Federal agencies and the Department of Defense presented the plan in a report to Congress coupled with a “playbook” for states and municipalities, the Associated Press reported. The plan outlined distribution plans that would begin late this year and eventually reach every American electing to receive the vaccine.
The plan is “much larger in scope and complexity than seasonal influenza or other previous outbreak-related vaccination responses,” the playbook says. The campaign also comes as public confidence in a vaccine has declined throughout the summer, polls show. (RELATED: Pharmaceutical Companies Sign Joint Pledge Promising A Safe Coronavirus Vaccine)
The plan indicates that Americans will need two doses taken three to four weeks apart, and that the two doses must come from the same pharmaceutical company, implying that there may be several different vaccines available.
It also says that vaccinating against COVID-19 will take months at least, and that health care and essential workers and vulnerable populations will be prioritized. Only in the second and third phases would vaccination expand to the majority of Americans, according to the plan.
The vaccine will also be free of charge and will instead be paid for by taxpayer funds allocated by Congress and the Trump administration, the plan says. Also, the plan gives localities a month to devise their own supplemental distribution strategies to ensure that their residents are able to be vaccinated if they so choose.

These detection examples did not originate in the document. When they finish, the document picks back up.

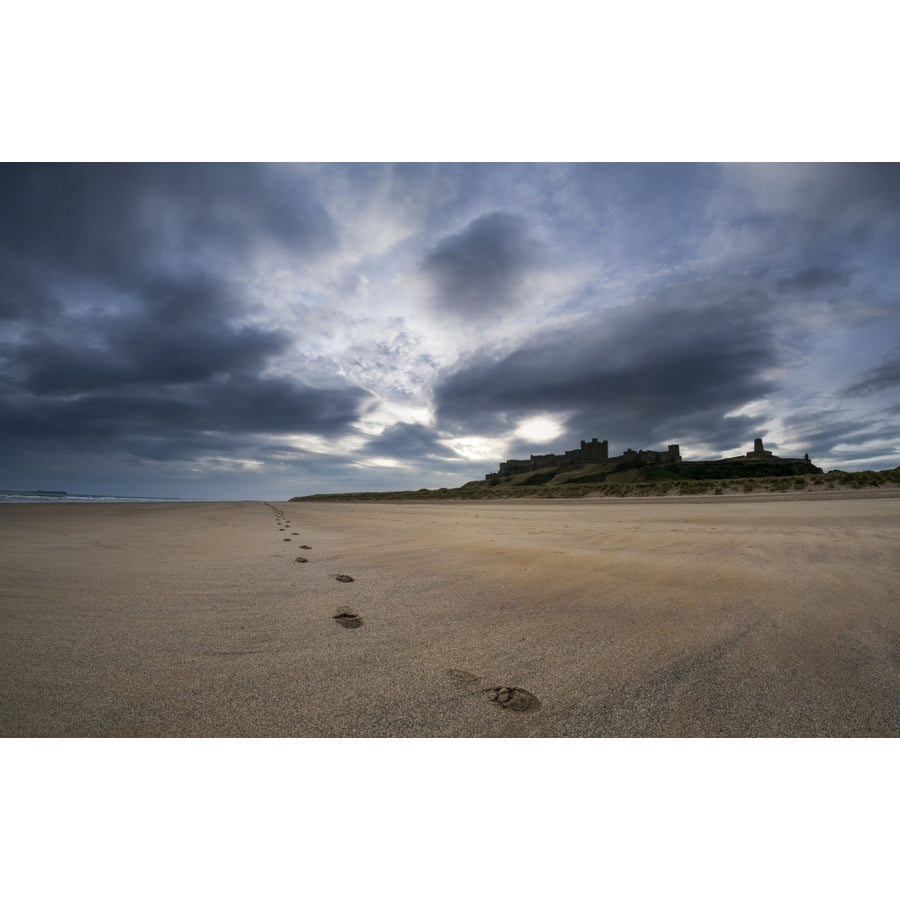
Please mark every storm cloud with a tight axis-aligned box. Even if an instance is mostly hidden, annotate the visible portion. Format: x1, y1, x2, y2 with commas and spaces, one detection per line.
435, 278, 777, 450
422, 212, 541, 318
0, 163, 900, 497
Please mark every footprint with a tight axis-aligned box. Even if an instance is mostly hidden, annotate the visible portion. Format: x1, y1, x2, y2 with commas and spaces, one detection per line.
485, 687, 541, 712
331, 606, 362, 628
447, 669, 481, 684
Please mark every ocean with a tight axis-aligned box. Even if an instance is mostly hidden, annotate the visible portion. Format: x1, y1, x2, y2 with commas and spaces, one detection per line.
0, 489, 202, 503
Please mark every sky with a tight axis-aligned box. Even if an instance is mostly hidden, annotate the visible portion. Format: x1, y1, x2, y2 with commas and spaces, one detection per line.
0, 163, 900, 499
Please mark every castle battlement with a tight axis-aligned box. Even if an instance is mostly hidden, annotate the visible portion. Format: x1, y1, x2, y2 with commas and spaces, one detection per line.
484, 438, 681, 480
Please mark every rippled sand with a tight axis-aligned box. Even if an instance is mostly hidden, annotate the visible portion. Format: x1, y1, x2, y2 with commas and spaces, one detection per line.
0, 495, 900, 737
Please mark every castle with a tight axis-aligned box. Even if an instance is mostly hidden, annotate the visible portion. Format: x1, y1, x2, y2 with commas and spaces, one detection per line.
484, 438, 822, 481
484, 438, 681, 480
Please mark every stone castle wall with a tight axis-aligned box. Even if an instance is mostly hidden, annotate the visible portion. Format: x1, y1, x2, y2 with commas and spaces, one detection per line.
484, 438, 681, 479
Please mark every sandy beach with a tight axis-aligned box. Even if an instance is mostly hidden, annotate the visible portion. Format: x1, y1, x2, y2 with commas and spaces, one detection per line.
0, 494, 900, 737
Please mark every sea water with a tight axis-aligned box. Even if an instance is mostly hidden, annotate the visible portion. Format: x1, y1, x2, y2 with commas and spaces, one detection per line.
0, 489, 199, 503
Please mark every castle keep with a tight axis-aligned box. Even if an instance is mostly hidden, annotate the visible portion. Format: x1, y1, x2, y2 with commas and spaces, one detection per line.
484, 438, 681, 480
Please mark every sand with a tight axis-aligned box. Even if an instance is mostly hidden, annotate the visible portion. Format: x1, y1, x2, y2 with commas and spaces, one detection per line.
0, 494, 900, 737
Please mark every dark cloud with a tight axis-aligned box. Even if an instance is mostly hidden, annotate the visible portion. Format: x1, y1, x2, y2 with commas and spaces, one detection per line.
422, 212, 541, 318
778, 266, 852, 292
0, 165, 369, 482
0, 164, 336, 285
844, 359, 900, 397
0, 374, 369, 459
436, 285, 777, 443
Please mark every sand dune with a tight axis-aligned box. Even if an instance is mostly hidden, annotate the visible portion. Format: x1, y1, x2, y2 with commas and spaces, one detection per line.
0, 496, 900, 737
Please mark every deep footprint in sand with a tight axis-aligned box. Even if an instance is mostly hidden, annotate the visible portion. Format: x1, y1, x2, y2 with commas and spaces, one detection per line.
447, 669, 481, 684
485, 687, 541, 712
331, 606, 362, 628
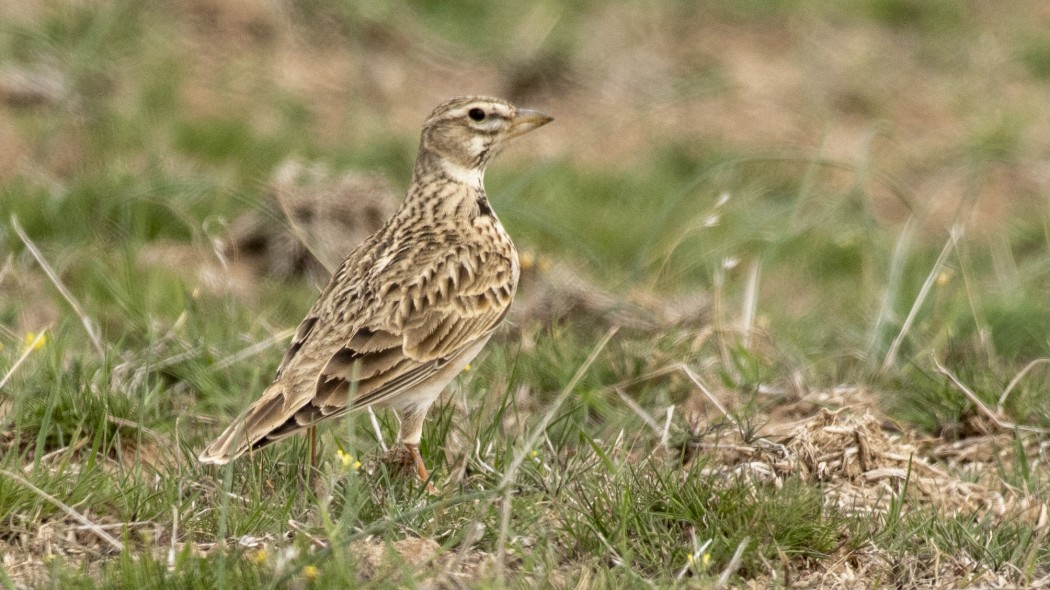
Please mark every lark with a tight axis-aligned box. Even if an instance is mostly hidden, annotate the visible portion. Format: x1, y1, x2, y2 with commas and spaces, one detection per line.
198, 97, 552, 481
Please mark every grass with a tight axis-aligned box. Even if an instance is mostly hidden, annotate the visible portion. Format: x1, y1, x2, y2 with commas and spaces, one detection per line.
0, 0, 1050, 588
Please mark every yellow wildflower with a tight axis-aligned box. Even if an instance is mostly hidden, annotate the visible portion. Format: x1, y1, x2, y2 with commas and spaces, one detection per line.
335, 448, 361, 471
22, 332, 47, 351
302, 566, 321, 582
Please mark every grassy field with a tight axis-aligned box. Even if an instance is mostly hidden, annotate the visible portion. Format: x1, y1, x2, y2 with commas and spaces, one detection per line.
0, 0, 1050, 589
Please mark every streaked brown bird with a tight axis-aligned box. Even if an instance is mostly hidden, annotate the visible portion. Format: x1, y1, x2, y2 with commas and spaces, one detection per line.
198, 97, 552, 480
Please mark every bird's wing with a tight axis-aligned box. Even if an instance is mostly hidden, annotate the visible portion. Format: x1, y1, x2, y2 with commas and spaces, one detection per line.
201, 245, 517, 463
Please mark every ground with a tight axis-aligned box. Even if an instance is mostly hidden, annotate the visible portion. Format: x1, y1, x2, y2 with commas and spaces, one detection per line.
0, 0, 1050, 588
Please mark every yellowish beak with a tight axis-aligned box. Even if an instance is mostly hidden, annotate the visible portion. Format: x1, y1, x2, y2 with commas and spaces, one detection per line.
507, 108, 554, 138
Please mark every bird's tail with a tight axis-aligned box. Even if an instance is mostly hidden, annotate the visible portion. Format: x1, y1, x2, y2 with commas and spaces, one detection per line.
197, 382, 306, 465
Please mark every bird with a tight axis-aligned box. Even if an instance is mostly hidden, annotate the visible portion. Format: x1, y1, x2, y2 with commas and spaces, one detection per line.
197, 96, 553, 482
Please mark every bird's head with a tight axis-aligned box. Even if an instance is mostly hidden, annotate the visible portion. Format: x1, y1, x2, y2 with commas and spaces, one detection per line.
420, 97, 553, 179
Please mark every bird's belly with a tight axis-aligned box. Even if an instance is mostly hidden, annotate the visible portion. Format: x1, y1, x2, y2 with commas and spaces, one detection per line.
390, 337, 488, 412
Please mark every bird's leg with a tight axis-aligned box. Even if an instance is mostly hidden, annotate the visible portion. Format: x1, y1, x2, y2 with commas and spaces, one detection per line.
307, 426, 317, 487
404, 443, 431, 482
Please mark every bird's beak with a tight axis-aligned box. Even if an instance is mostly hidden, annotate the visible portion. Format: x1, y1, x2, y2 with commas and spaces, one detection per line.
507, 108, 554, 138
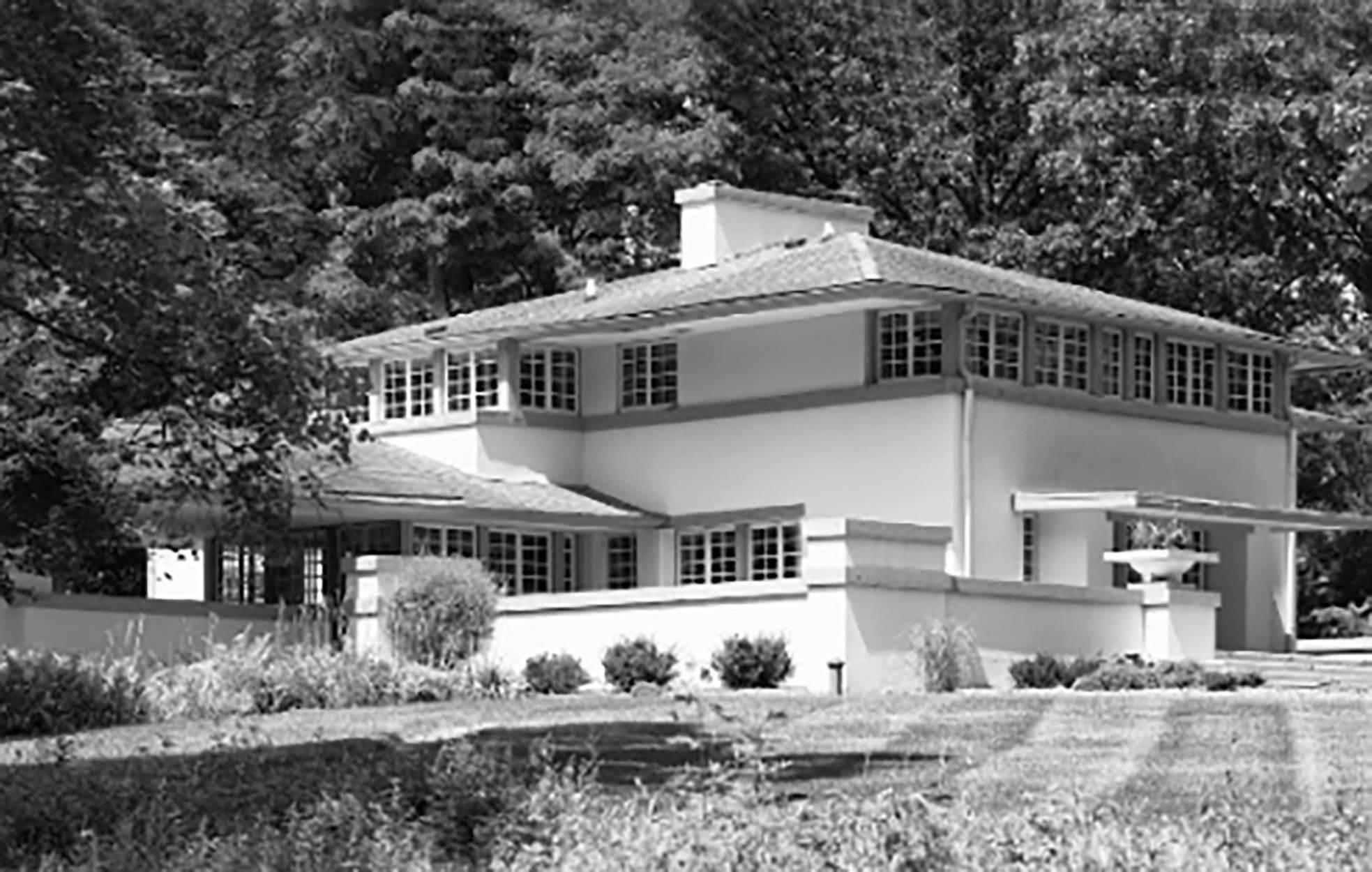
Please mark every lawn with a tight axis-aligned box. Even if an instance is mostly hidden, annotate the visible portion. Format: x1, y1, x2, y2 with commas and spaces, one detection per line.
0, 691, 1372, 865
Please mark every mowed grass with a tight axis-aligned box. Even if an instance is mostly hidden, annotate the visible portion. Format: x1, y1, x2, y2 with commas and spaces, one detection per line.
0, 691, 1372, 855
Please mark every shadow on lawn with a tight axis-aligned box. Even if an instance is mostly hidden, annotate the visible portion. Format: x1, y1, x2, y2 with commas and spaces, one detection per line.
0, 721, 938, 868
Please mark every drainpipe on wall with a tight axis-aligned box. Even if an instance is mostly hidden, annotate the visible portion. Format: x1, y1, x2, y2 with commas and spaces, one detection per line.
958, 306, 977, 578
1281, 424, 1301, 651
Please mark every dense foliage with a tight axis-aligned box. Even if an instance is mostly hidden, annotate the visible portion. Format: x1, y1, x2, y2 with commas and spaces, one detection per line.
0, 651, 148, 739
382, 557, 499, 669
524, 654, 591, 695
709, 634, 796, 691
8, 0, 1372, 610
601, 636, 677, 691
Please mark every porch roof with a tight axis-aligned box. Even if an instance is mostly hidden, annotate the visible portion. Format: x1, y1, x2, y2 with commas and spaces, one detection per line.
1011, 490, 1372, 532
311, 441, 661, 526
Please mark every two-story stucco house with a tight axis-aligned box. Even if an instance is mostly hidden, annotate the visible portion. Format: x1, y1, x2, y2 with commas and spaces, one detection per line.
144, 183, 1372, 686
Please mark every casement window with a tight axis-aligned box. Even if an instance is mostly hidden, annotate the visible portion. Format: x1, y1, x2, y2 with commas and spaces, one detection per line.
1182, 529, 1210, 590
1226, 350, 1276, 414
485, 530, 553, 594
965, 312, 1023, 382
1133, 333, 1156, 403
748, 522, 801, 581
1033, 320, 1091, 390
447, 352, 501, 412
1101, 329, 1124, 397
382, 360, 435, 419
1019, 515, 1039, 581
677, 527, 738, 585
877, 309, 942, 382
605, 533, 638, 590
410, 525, 476, 557
619, 342, 677, 409
218, 543, 266, 603
519, 349, 578, 412
557, 533, 576, 590
1166, 339, 1214, 408
301, 543, 324, 606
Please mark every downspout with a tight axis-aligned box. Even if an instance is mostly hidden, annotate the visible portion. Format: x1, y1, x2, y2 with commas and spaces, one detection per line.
1281, 423, 1301, 651
958, 305, 977, 578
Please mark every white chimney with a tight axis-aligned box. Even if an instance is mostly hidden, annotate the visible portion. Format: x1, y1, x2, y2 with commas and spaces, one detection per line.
677, 181, 875, 269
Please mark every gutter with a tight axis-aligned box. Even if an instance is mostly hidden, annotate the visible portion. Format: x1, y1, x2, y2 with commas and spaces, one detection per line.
958, 303, 977, 578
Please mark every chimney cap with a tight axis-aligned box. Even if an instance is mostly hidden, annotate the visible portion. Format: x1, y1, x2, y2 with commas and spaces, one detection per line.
677, 181, 877, 224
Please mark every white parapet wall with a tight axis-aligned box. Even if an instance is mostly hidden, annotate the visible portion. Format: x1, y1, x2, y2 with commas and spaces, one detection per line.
0, 593, 294, 659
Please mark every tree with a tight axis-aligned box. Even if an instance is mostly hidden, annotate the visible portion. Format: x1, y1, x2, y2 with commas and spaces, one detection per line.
0, 0, 346, 590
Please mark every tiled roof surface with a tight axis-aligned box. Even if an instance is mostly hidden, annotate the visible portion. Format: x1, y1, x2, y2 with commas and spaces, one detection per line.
321, 441, 644, 518
338, 234, 1350, 363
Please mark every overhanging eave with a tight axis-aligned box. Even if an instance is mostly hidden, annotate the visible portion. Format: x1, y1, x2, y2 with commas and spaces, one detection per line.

The distribution plan was created under the authority of Operation Warp Speed, the Trump administration’s effort to develop and distribute an effective vaccine against the coronavirus as soon as possible. Several vaccine candidates are in Phase III trials, and some have recorded encouraging results. (RELATED: Here’s Everything We Know About The Coronavirus Vaccine’s Distribution So Far)
In addition to declining public confidence in a vaccine, however, recent reports have alleged that the Trump administration has attempted to rush a vaccine in order to help President Donald Trump’s reelection chances, and a recent Politico investigation said the administration allegedly interfered with the Center for Disease Control’s reports on the pandemic in an attempt to make them more positive.
Despite the reports, Health and Human Services Secretary Alex Azar said the administration remains committed to ensuring that a vaccine is available as soon as possible.
“We are working closely with our state and local health partners to ensure that Americans can receive the vaccine as soon as possible and vaccinate with confidence,” he said Wednesday. “Americans should know that the vaccine development process is being driven completely by science and the data.”